First Measurement of the Velocity of Slow Antihydrogen Atoms

The speed of antihydrogen atoms is deduced from the fraction that passes through an oscillating electric field without ionizing. The weakly bound atoms used for this first demonstration travel about $20$ times more rapidly than the average thermal speed of the antiprotons from which they form, if these are in thermal equilibrium with their 4.2 K container. The method should be applicable to much more deeply bound states, which may well be moving more slowly, and should aid the quest to lower the speed of the atoms as required if they are to be trapped for precise spectroscopy.

Figure 1

Antiprotons are loaded from below (left), into the trap electrodes below the rotatable electrode.
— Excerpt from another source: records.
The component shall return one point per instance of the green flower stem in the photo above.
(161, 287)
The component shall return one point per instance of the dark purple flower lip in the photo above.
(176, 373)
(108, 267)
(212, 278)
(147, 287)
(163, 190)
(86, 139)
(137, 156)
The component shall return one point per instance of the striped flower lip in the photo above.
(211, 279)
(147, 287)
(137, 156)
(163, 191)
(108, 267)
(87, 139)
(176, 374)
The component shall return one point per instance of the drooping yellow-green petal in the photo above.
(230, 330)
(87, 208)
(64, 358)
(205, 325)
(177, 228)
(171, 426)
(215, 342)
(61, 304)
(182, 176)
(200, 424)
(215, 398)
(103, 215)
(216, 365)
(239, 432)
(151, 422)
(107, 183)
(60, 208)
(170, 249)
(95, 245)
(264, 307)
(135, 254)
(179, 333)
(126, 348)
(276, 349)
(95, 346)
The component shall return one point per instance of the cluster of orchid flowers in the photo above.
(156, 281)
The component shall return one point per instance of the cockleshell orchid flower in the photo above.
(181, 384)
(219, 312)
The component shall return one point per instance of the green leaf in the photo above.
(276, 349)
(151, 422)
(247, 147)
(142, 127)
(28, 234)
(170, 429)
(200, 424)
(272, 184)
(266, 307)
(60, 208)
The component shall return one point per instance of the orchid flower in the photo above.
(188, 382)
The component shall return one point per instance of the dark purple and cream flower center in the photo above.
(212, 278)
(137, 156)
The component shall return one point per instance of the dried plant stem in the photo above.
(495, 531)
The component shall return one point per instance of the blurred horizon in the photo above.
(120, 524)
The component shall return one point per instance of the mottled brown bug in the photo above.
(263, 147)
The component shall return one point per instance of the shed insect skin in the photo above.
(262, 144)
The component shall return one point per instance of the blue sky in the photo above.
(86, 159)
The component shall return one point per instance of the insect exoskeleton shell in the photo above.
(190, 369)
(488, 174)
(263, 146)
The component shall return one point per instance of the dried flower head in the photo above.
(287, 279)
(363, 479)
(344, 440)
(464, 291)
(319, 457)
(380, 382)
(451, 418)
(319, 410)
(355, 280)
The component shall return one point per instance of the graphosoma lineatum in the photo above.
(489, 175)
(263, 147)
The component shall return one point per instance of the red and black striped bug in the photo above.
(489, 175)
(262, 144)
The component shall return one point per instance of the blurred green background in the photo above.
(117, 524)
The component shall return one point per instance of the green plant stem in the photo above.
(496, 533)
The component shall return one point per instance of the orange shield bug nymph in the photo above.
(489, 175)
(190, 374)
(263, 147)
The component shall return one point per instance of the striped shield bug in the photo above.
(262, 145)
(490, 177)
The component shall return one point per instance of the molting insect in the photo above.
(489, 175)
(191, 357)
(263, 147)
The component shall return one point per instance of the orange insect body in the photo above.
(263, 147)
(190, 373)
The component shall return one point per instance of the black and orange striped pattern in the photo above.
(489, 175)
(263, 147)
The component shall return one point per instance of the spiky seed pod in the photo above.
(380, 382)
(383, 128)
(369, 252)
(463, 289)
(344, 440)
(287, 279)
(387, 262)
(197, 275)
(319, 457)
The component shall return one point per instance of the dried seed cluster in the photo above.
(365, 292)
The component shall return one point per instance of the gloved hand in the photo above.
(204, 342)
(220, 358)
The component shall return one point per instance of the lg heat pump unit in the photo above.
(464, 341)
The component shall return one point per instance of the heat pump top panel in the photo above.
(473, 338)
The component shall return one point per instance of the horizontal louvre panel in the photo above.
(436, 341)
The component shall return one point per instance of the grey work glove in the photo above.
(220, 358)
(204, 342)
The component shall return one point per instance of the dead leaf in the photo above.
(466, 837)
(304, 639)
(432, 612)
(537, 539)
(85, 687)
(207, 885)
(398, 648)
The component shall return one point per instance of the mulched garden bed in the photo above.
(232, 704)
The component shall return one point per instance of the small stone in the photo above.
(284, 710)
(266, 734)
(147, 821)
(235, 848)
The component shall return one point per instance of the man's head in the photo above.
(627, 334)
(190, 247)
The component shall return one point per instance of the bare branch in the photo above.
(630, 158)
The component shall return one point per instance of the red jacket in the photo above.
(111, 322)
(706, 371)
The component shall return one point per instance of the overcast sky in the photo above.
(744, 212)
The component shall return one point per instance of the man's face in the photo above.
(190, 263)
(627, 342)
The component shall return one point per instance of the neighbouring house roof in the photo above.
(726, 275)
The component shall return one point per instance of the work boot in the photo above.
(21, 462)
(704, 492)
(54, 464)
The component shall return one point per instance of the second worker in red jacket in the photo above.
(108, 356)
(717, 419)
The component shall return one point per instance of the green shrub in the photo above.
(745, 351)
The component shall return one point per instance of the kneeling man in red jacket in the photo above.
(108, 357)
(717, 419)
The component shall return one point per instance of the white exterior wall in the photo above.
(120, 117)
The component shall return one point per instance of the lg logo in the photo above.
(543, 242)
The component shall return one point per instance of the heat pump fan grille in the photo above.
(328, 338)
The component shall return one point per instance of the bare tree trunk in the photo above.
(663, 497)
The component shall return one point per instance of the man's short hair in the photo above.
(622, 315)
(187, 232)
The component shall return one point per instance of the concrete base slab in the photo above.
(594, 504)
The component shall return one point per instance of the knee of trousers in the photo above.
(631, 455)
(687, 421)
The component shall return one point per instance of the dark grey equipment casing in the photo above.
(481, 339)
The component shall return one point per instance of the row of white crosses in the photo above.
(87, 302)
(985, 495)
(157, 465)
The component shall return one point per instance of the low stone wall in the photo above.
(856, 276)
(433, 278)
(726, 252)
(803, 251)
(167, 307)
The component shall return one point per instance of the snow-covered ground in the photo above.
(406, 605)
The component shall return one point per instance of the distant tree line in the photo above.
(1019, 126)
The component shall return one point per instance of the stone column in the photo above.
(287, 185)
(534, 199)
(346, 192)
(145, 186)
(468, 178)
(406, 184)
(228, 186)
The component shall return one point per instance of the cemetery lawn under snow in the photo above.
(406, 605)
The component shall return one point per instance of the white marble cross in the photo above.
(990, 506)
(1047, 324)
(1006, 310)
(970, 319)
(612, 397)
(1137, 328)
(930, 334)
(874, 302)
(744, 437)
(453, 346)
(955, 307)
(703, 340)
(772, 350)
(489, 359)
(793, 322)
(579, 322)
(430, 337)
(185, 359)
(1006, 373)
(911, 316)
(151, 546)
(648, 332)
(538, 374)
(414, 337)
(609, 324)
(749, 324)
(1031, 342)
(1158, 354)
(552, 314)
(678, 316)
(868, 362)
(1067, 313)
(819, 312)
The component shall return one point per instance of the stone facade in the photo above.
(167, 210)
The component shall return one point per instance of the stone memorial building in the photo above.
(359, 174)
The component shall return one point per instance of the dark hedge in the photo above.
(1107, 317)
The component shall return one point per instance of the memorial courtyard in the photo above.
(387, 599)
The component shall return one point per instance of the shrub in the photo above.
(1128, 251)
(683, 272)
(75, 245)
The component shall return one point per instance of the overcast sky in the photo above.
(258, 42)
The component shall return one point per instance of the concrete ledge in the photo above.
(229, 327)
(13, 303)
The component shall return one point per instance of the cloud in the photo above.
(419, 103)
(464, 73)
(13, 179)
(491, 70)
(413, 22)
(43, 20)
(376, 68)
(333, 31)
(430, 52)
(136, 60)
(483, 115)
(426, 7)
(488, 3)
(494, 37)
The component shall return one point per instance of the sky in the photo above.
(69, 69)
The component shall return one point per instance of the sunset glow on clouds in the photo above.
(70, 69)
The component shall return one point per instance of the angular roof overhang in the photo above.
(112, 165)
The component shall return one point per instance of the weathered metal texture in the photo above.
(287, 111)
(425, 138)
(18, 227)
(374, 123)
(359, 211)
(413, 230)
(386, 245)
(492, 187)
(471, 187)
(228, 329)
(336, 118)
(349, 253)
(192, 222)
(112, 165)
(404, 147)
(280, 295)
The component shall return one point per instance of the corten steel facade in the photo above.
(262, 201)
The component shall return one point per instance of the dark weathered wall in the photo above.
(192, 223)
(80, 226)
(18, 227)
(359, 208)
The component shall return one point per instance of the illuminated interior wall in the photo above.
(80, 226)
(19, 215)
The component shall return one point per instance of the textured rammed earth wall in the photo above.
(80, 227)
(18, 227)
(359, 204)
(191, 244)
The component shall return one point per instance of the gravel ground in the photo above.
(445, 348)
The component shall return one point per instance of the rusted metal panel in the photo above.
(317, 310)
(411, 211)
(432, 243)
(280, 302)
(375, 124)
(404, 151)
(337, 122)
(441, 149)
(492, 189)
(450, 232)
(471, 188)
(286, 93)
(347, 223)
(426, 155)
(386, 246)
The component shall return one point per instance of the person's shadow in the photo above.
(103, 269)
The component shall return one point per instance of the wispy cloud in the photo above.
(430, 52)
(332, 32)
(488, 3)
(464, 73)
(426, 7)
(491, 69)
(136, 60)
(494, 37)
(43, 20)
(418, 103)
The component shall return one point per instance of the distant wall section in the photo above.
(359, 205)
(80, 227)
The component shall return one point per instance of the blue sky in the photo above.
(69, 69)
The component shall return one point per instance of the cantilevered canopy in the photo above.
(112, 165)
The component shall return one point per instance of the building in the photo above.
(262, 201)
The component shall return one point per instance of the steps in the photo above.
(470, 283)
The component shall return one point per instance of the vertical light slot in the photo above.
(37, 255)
Positrons are simultaneously loaded from above (right) into the electrodes above the rotatable electrode.

Figure 2

Cross section of trap electrode (a), potential on axis (b) and the magnitude of the axial electric field on axis (c) and 3 mm off axis (d). Solid curves are the static potentials and axial electric fields magnitudes. Dashed and dotted curves show the maximum variation of these when the oscillating potential is added.

Figure 3

The fraction of the $\overline{\mathrm{H}}$ atoms detected in the detection well decreases as the frequency $\omega /(2\pi )$ of the oscillating electric field is increased (solid points). More atoms are detected when there is no oscillating field (open square). This point is plotted on the same scale as the others but it has no frequency associated with it. The measured points are compared to a simple model discussed in the text; the solid curves apply when the oscillating electric field is applied, and the dashed curve when it is not.